Она спросила у своего хозяина, где находится большая деревня Везде, и он буркнул:

— Везде.

Старая заморённая кляча бежала всё быстрей, под полозьями поскрипывал снег, и внезапно Анне-Барбаре показалось, будто они уже не по земле катят, а летят по воздуху среди пляшущих хлопьев снега и будто лошадь превратилась в какую-то зыбкую тень. Жутко стало Анне-Барбаре; она выглянула из саней, и ей почудилось, что под нею разверзлась бездонная пропасть, заполненная сыплющимся снегом. Но, взглянув на возницу, она немножко успокоилась. Он невозмутимо сидел, держа вожжи, и лишь иногда, понукая клячу, покрикивал: «Н-но! Н-но!» Вид у него был такой, словно в этой безумной скачке ничего особенного нет.

Вдруг Анна-Барбара почувствовала, что сани вроде бы стали спускаться. Ей даже показалось, будто сквозь метель виднеются силуэты вековых елей, а тут кляча встала как вкопанная и сразу же поникла головой до самой земли, словно не в силах удержать её от слабости и голода.

— Вот мы и дома! — сообщил Ганс Жмот, но, сколько девочка ни вглядывалась в снежную завируху, ничего похожего на дом не увидела. Единственное, что ей удалось высмотреть, — что-то похожее на копну старой прелой соломы.

— А где же твой дом? — удивилась Анна-Барбара.

— Там! — ткнул пальцем Ганс Жмот в сторону копны и велел: — Помоги мне распрячь Героя. Сейчас распряжём его и пойдём домой, как следует поужинаем.

Долго оба они мучились, развязывая узлы на упряжи и расстёгивая пряжки закоченевшими от холода руками, но в конце концов справились.

Анна-Барбара стала оглядываться: где тут конюшня. Вдруг Ганс Жмот тихо произнёс:

— Герой, ложись, — и кляча плюхнулась в глубокий сугроб, почти утонув в нём.

— Засыплем-ка его снежком! — велел Ганс Жмот.

Герой страшно выкатывал глаза, скалил длинные жёлтые зубы, но всё было напрасно: вскоре он исчез под снегом.

— Зима — самая лучшая пора года, — довольно захихикал Ганс Жмот. — И корм можно сберечь, и конюшни не надо. Конёк лежит замороженный, не портится, а понадобится он мне — я его оттаю: налью на нос чуточку горячей воды, чтобы он снова начал дышать… Сэкономить может каждый, да не каждый знает как. Ты, Анна-Барбара, многое сможешь у меня перенять!

В душе девочке было очень жалко несчастного конягу, которому придётся некормленым лежать под холодным снегом, но высказать это она не решилась и покорно пошла за хозяином, вскарабкалась следом за ним на кучу соломы и оказалась перед глубокой чёрной норой, ведущей под землю.
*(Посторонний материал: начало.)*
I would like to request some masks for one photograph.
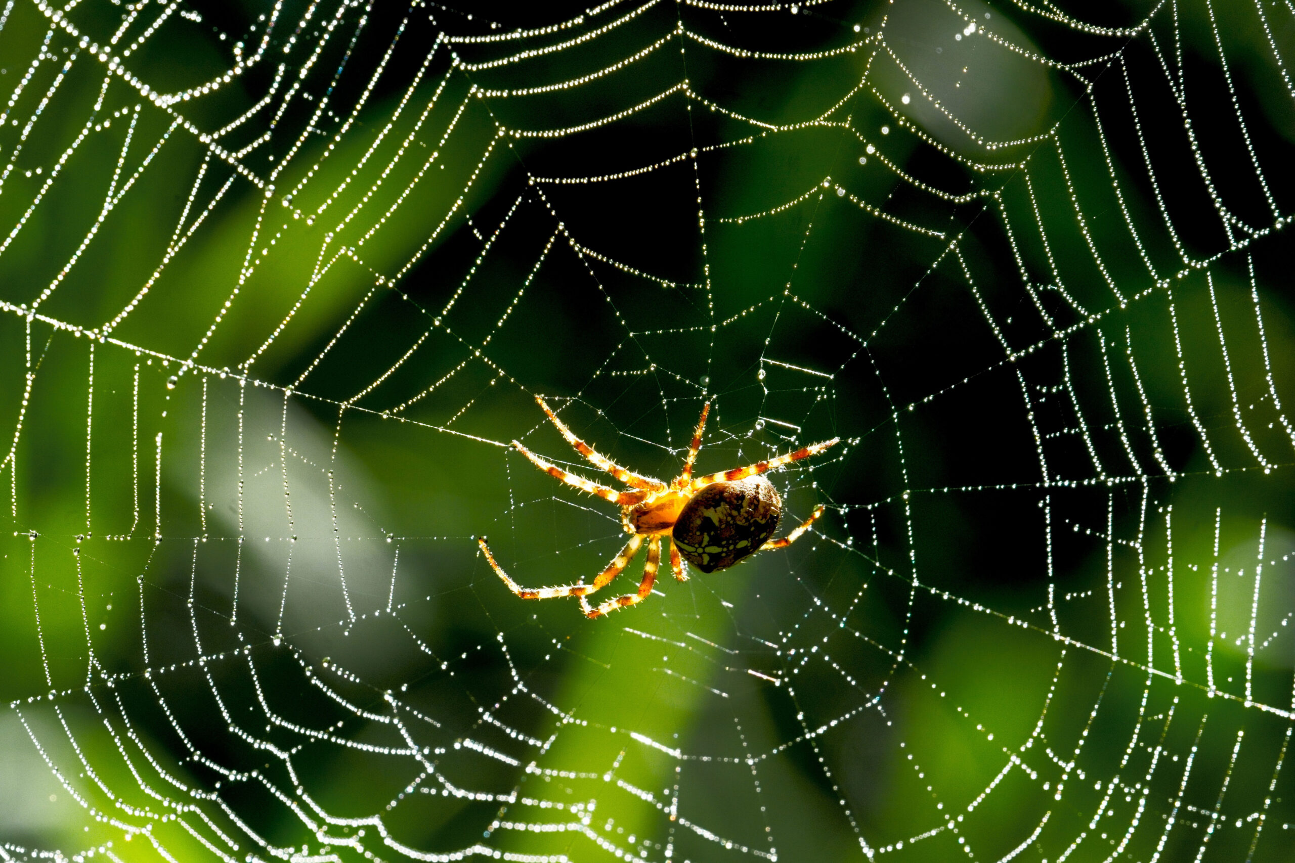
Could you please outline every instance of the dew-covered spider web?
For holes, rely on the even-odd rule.
[[[0,858],[1295,859],[1292,58],[1290,0],[0,0]],[[522,600],[477,537],[625,540],[537,395],[662,479],[707,401],[703,472],[839,436],[769,475],[826,514]]]

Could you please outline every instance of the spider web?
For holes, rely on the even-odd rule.
[[[1066,5],[6,0],[0,857],[1291,859],[1295,8]]]

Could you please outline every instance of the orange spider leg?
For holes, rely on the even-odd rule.
[[[591,606],[584,596],[580,596],[580,611],[584,612],[585,617],[593,620],[594,617],[602,617],[609,612],[614,612],[618,608],[641,603],[651,595],[651,586],[657,581],[658,565],[660,565],[660,537],[654,536],[648,541],[648,563],[644,564],[644,580],[638,582],[638,591],[625,594],[624,596],[616,596],[615,599],[609,599],[597,608]]]
[[[486,555],[486,562],[490,563],[491,568],[495,571],[504,584],[522,599],[557,599],[559,596],[580,596],[581,599],[592,594],[601,587],[606,587],[607,582],[619,576],[633,560],[635,555],[638,554],[638,546],[641,546],[644,538],[641,534],[635,534],[629,537],[629,542],[625,547],[620,550],[607,568],[598,573],[598,577],[593,580],[592,585],[562,585],[559,587],[522,587],[515,581],[508,577],[508,573],[495,563],[495,555],[490,552],[490,547],[486,545],[486,537],[478,537],[477,543],[482,547],[482,554]]]
[[[809,458],[811,455],[817,455],[829,446],[835,446],[840,442],[839,437],[833,437],[831,440],[825,440],[821,444],[811,444],[809,446],[802,446],[794,453],[787,453],[786,455],[778,455],[777,458],[771,458],[767,462],[756,462],[755,464],[747,464],[746,467],[734,467],[732,471],[720,471],[719,474],[708,474],[706,476],[699,476],[688,488],[695,492],[701,488],[710,485],[711,483],[733,483],[736,480],[745,480],[747,476],[755,476],[756,474],[764,474],[765,471],[772,471],[776,467],[782,467],[783,464],[790,464],[791,462],[799,462],[802,458]]]
[[[688,581],[688,573],[684,572],[684,559],[679,556],[679,547],[675,545],[673,537],[670,540],[670,568],[675,572],[675,581]]]
[[[781,540],[769,540],[763,546],[760,546],[760,551],[772,551],[773,549],[786,549],[789,545],[799,540],[800,534],[808,530],[811,524],[818,520],[818,516],[822,515],[822,510],[824,507],[820,503],[818,506],[815,507],[813,515],[802,521],[799,528],[796,528],[787,536],[782,537]]]
[[[688,485],[688,480],[693,477],[693,462],[697,461],[697,453],[702,449],[702,431],[706,430],[706,417],[711,413],[711,402],[702,405],[702,418],[697,421],[697,431],[693,432],[693,442],[688,446],[688,461],[684,462],[684,470],[679,477],[671,483],[671,488],[679,490]]]
[[[583,476],[576,476],[575,474],[567,474],[557,464],[550,464],[549,462],[545,462],[543,458],[540,458],[531,450],[526,449],[524,446],[522,446],[522,444],[519,444],[515,440],[513,441],[513,446],[515,446],[517,452],[531,459],[531,462],[537,468],[546,472],[549,476],[559,479],[567,485],[574,485],[581,492],[588,492],[589,494],[597,494],[605,501],[611,501],[613,503],[619,503],[620,506],[633,506],[635,503],[642,503],[651,494],[651,492],[648,489],[641,489],[638,492],[618,492],[614,488],[607,488],[606,485],[598,485],[596,483],[591,483]]]
[[[602,470],[607,471],[625,485],[633,485],[635,488],[641,488],[641,489],[651,489],[653,492],[666,490],[666,484],[662,483],[660,480],[654,480],[651,477],[640,476],[638,474],[627,471],[625,468],[620,467],[602,453],[594,450],[592,446],[585,444],[574,433],[571,433],[571,430],[567,428],[566,424],[557,418],[557,414],[549,410],[549,406],[544,402],[544,399],[536,396],[535,401],[540,402],[540,408],[543,408],[544,413],[549,415],[549,419],[553,422],[553,424],[558,427],[558,431],[562,432],[562,436],[566,437],[567,442],[575,446],[576,452],[584,455],[587,459],[589,459],[596,467],[601,467]]]

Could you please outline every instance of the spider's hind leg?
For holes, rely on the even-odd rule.
[[[688,581],[684,559],[679,555],[679,546],[675,545],[673,537],[670,540],[670,568],[675,573],[675,581]]]
[[[820,503],[818,506],[815,507],[813,514],[811,514],[808,519],[800,523],[800,527],[798,527],[795,530],[782,537],[781,540],[769,540],[763,546],[760,546],[760,551],[773,551],[774,549],[786,549],[789,545],[799,540],[800,534],[808,530],[809,527],[818,520],[818,516],[822,515],[822,510],[824,506]]]
[[[644,542],[642,534],[636,533],[629,537],[629,542],[625,547],[620,550],[607,568],[598,573],[598,577],[593,580],[592,585],[561,585],[557,587],[522,587],[515,581],[508,577],[502,567],[495,563],[495,555],[490,552],[490,546],[486,545],[486,537],[478,537],[477,543],[482,549],[482,554],[486,555],[486,562],[495,571],[495,574],[502,580],[504,585],[508,586],[514,594],[521,599],[558,599],[561,596],[580,596],[581,599],[596,590],[606,587],[607,584],[624,572],[629,562],[633,560],[635,555],[638,554],[638,546]]]
[[[624,596],[616,596],[615,599],[609,599],[597,608],[589,604],[589,602],[580,596],[580,611],[588,618],[602,617],[618,608],[624,608],[625,606],[636,606],[651,595],[651,586],[657,581],[657,567],[660,565],[660,537],[654,536],[648,541],[648,563],[644,565],[644,580],[638,582],[638,591],[632,594],[625,594]]]

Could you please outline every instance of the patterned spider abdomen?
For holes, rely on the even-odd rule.
[[[714,483],[684,506],[672,536],[688,563],[715,572],[759,551],[781,512],[778,492],[763,476]]]

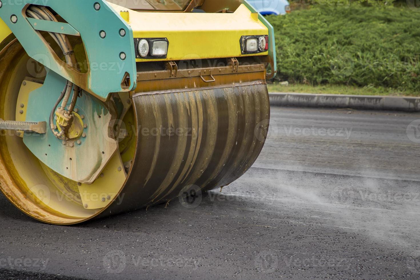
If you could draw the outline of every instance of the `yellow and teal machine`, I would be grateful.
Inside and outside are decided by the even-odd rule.
[[[273,32],[244,0],[0,0],[0,188],[70,225],[228,185],[267,136]]]

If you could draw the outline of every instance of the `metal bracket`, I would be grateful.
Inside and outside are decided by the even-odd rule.
[[[36,132],[44,134],[47,132],[47,122],[21,122],[16,120],[3,120],[0,119],[0,129]]]
[[[238,72],[239,68],[239,61],[236,58],[228,58],[228,65],[232,67],[232,72]]]
[[[176,77],[178,72],[178,65],[176,65],[175,61],[171,60],[167,61],[166,63],[166,70],[171,71],[170,77]]]
[[[80,33],[78,31],[67,23],[56,22],[51,21],[31,18],[27,18],[26,19],[35,30],[47,31],[55,33],[72,35],[75,36],[80,36]]]

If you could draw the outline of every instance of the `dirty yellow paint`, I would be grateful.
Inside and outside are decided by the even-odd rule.
[[[111,5],[116,10],[128,10],[134,38],[168,39],[168,56],[158,60],[268,55],[268,52],[242,54],[241,36],[268,34],[267,28],[255,18],[257,14],[253,14],[244,4],[231,13],[138,12]],[[137,58],[136,61],[156,60]]]
[[[11,34],[11,30],[4,23],[4,21],[1,18],[0,18],[0,43],[1,43],[6,37]]]

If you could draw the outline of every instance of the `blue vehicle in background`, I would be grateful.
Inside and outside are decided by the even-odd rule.
[[[287,0],[248,0],[262,15],[285,15],[290,12]]]

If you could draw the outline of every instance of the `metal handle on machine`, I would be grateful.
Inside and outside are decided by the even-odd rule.
[[[200,78],[201,78],[201,79],[205,83],[211,83],[212,82],[216,81],[216,79],[214,79],[214,77],[213,77],[213,75],[211,74],[211,71],[210,71],[210,78],[211,78],[212,79],[211,80],[210,80],[210,81],[207,81],[207,80],[206,80],[203,77],[203,76],[202,75],[201,72],[200,72]]]
[[[22,131],[43,134],[47,132],[47,122],[32,123],[15,120],[3,120],[0,119],[0,129]]]

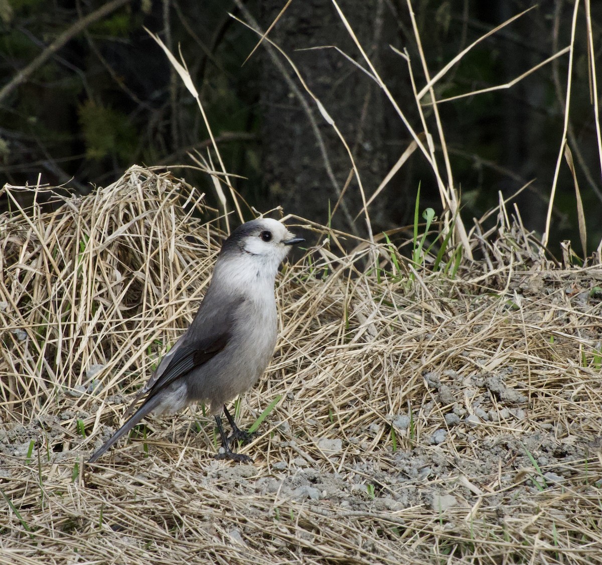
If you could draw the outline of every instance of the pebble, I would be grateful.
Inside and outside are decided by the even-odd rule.
[[[329,440],[326,437],[321,437],[318,440],[318,447],[322,451],[340,453],[343,451],[343,442],[341,440]]]
[[[311,498],[312,501],[320,499],[320,491],[314,487],[308,487],[307,485],[303,485],[297,487],[293,491],[292,496],[298,501],[305,500]]]
[[[410,417],[409,416],[398,416],[391,423],[394,428],[400,431],[403,431],[409,427]]]
[[[464,419],[464,422],[467,426],[478,426],[480,423],[480,420],[479,419],[479,416],[475,416],[474,414],[470,414],[470,416],[467,416]]]
[[[436,512],[445,512],[448,508],[458,506],[458,499],[453,495],[433,493],[433,510]]]
[[[433,432],[430,439],[429,440],[429,443],[433,445],[439,445],[439,443],[442,443],[445,440],[447,437],[447,430],[439,428]]]
[[[87,379],[91,379],[101,371],[105,368],[104,365],[101,365],[100,363],[95,363],[93,365],[90,366],[90,369],[86,371],[85,378]]]
[[[73,398],[78,398],[82,395],[85,395],[88,392],[88,389],[82,384],[76,384],[74,387],[67,389],[65,391],[70,396]]]

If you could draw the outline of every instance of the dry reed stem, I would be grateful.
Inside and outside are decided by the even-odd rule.
[[[281,395],[255,464],[215,461],[199,408],[90,472],[221,233],[142,167],[55,198],[0,216],[0,563],[602,563],[600,265],[554,268],[503,201],[455,279],[394,276],[379,245],[364,272],[367,242],[288,217],[315,245],[279,278],[278,349],[241,402],[250,425]]]

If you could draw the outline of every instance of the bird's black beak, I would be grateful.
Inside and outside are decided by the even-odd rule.
[[[300,243],[302,242],[304,242],[302,237],[293,237],[293,239],[287,239],[282,242],[285,245],[296,245],[297,243]]]

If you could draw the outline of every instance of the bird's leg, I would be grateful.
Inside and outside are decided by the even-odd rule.
[[[216,416],[216,423],[217,424],[217,429],[220,431],[222,447],[224,449],[223,453],[219,453],[216,455],[216,459],[231,459],[241,463],[252,463],[253,460],[249,455],[245,455],[241,453],[234,453],[230,449],[230,444],[228,443],[228,438],[226,437],[223,427],[222,425],[222,419],[219,416]]]
[[[224,414],[226,414],[226,417],[228,419],[228,421],[230,423],[230,426],[232,428],[232,433],[228,436],[228,440],[231,442],[233,440],[238,440],[243,442],[243,445],[250,442],[256,435],[256,432],[253,432],[252,434],[249,434],[249,432],[245,431],[244,429],[241,429],[236,425],[234,419],[230,415],[230,413],[228,412],[225,404],[224,404],[223,410]]]

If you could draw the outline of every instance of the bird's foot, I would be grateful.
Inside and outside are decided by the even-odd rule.
[[[233,440],[236,440],[240,442],[243,445],[246,445],[247,443],[250,443],[251,440],[256,435],[257,432],[249,433],[240,428],[235,427],[232,429],[232,433],[228,436],[228,440],[231,442]]]
[[[228,459],[230,461],[235,461],[237,463],[254,463],[253,459],[249,455],[246,455],[242,453],[235,453],[231,449],[223,449],[216,455],[216,459]]]

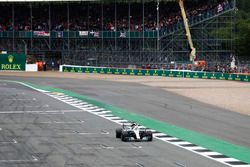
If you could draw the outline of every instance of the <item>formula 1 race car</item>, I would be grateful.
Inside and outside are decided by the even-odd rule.
[[[122,141],[152,141],[152,131],[146,128],[139,128],[136,123],[126,123],[122,128],[116,129],[116,138]]]

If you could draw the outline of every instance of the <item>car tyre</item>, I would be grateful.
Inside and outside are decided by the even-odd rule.
[[[117,128],[115,130],[115,137],[116,138],[121,138],[121,135],[122,135],[122,128]]]

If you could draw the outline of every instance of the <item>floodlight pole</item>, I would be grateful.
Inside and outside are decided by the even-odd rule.
[[[196,58],[196,49],[194,48],[194,44],[192,41],[192,37],[191,37],[191,33],[190,33],[190,29],[189,29],[189,25],[188,25],[188,19],[187,19],[187,15],[185,12],[185,8],[184,8],[184,0],[178,0],[180,9],[181,9],[181,15],[182,15],[182,19],[183,19],[183,23],[185,26],[185,30],[186,30],[186,36],[188,39],[188,43],[189,43],[189,47],[190,47],[190,61],[192,61],[192,64],[194,65],[194,60]]]

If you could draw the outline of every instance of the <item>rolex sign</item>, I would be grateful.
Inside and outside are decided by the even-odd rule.
[[[0,54],[0,70],[25,71],[25,54]]]

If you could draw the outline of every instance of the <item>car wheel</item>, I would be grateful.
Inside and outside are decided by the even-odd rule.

— Да, да, это и дверь, и окно, и труба моего дома, — потирая руки, сказал Ганс Жмот. — Люди-то, дураки, тратят большущие деньги, строят себе дома из дерева, а то и из камня, хотя куда дешевле устроить себе жилище под землёй. Ну, ладно, скатывайся следом, только обожди, когда я крикну, не то свалишься мне на голову.

С этими словами Ганс Жмот опустил свои длинные худые ноги в нору, соскользнул туда и в мгновение ока исчез. Анна-Барбара слышала только глухой, постепенно замирающий шорох. Страшно ей стало, захотелось бросить службу и бежать отсюда. Да только куда побежишь в такую вьюгу? Свалишься где-нибудь в лесу и замёрзнешь…

Поэтому, когда из глубины донёсся еле слышный голос Ганса Жмота, Анна-Барбара полезла в нору. Зажмурив глаза, она скользила вниз, всё глубже и глубже. Головокружительный спуск показался ей бесконечным, но в конце концов закончился, и она шлёпнулась на что-то мягкое, похожее на сено.

— Наконец-то! — раздражённо буркнул Ганс Жмот. — Долго же ты заставляешь себя ждать. В следующий раз, как позову, несись со всех ног!

Схватив сидящую на сене Анну-Барбару за руку, он потащил её за собой по тёмному проходу в огромную освещённую пещеру.